The Zaporizhzhia Nuclear Power Plant lost all external power for the fourteenth time of the war on or around Friday 17 April, and again days later on the fifteenth occasion 1. The main 750 kV Dniprovska line, disconnected since 24 March at 23 days on 14 April , was repaired during the week via an IAEA-mediated local ceasefire; the plant then lost power twice more. Repair crews on the 330 kV Ferosplavna-1 backup feeder found additional damage 1.8 kilometres from the switchyard. As of Wednesday 22 April, one external line was running. Rafael Grossi, the IAEA Director General, said the agency is negotiating a further ceasefire to repair the main feeder.
The operational trajectory and the administrative one now run in opposite directions. Rostekhnadzor, Russia's nuclear regulator, issued 10-year operating licences for ZNPP units 1 and 2 through 2036 earlier in April . The paperwork runs through the next decade; the physical plant runs on a single external cable. The 1.8 km Ferosplavna-1 fault widens the repair footprint beyond the previous cable-break scope, and the fortnightly pattern of outage and repair is not a stable operating regime for a nuclear plant under any framework.

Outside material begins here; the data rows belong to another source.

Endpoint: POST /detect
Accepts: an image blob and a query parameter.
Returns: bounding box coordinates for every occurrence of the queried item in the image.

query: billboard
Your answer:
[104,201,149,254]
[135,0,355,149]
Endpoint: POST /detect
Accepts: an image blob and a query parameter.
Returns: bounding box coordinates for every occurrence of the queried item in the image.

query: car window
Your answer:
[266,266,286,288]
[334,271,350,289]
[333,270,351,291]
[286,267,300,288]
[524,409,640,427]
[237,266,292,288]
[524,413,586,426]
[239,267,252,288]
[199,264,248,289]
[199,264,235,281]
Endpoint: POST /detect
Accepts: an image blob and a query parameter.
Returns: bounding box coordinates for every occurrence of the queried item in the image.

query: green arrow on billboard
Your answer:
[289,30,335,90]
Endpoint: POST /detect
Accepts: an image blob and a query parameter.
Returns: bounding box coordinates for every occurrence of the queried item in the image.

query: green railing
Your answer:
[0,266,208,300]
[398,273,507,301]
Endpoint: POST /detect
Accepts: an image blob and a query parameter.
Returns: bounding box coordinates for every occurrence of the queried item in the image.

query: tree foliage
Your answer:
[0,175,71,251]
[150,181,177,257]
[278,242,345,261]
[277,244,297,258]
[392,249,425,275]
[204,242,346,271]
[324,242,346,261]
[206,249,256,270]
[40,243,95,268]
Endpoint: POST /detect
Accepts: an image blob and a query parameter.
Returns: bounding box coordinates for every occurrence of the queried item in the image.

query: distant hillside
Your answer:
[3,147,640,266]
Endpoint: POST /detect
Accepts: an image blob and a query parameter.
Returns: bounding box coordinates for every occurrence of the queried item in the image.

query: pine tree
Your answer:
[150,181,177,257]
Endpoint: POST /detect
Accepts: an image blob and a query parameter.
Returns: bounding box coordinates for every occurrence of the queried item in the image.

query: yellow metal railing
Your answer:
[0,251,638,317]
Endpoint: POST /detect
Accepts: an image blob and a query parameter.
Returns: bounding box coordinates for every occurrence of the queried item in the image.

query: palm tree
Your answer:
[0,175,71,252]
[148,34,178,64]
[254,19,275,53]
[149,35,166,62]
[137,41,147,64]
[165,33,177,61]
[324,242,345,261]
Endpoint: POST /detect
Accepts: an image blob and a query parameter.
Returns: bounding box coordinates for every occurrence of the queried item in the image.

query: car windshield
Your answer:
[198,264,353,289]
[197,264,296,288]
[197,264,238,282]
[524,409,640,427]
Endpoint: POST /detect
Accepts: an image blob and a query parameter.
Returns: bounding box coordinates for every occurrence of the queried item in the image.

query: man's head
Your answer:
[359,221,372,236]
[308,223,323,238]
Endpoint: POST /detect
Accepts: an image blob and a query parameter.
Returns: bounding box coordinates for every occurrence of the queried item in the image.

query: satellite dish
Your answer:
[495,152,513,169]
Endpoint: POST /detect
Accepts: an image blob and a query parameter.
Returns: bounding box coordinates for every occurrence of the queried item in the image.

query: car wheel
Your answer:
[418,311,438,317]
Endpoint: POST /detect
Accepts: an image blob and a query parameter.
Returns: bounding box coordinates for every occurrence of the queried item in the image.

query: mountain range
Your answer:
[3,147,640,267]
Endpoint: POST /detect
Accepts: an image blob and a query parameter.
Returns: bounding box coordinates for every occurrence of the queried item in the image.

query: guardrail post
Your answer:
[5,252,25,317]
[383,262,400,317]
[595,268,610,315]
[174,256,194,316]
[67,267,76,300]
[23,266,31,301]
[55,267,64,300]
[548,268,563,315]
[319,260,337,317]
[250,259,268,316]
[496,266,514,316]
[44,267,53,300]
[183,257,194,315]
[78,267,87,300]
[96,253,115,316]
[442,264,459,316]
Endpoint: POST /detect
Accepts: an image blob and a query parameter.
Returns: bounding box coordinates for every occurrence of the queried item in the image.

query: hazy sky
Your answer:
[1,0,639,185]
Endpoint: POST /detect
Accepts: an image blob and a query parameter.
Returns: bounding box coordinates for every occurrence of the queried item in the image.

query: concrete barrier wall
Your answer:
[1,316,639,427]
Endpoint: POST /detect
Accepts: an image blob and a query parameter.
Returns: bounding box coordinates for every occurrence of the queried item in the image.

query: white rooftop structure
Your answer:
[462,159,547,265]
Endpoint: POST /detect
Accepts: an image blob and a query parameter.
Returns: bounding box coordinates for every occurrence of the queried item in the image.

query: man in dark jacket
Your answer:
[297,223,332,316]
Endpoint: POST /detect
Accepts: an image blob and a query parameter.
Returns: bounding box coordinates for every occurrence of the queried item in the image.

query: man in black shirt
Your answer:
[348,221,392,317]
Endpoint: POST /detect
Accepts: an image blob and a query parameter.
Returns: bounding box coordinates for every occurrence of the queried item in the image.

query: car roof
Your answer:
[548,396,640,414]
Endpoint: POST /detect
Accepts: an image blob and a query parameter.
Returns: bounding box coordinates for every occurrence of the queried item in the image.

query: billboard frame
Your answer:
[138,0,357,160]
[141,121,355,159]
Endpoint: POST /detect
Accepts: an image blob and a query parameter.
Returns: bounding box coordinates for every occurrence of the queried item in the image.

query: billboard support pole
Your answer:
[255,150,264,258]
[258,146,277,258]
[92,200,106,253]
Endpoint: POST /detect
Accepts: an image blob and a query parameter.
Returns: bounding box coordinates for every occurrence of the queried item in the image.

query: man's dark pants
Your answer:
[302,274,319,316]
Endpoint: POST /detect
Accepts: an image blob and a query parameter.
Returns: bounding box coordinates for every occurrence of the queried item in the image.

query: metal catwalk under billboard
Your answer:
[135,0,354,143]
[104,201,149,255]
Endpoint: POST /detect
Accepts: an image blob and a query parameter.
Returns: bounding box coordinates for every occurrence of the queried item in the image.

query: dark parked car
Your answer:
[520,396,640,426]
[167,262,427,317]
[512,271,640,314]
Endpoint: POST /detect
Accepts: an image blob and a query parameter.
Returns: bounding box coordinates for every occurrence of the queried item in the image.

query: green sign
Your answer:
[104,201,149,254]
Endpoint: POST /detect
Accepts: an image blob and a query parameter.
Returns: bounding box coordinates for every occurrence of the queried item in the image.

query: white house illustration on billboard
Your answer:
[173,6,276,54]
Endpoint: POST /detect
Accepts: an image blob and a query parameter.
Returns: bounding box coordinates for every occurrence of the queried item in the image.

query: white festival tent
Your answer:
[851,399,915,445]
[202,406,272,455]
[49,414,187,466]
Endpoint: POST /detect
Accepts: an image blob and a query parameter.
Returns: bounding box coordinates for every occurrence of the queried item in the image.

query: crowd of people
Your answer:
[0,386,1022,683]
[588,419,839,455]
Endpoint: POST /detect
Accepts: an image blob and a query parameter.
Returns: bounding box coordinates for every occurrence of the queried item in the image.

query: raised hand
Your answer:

The plant is in cold shutdown, which reduces the fuel-damage timeline of a total loss relative to an operating reactor. That floor is the argument against panic. The argument against complacency is duration: emergency diesel generators carried the site for roughly 90 minutes during the 13th incident, and every additional outage within a week narrows the margin before the diesels run into a ceasefire negotiation that has not yet been concluded. The operational gain of an IAEA-brokered ceasefire lasted less than a week; the next one will have to hold longer than that.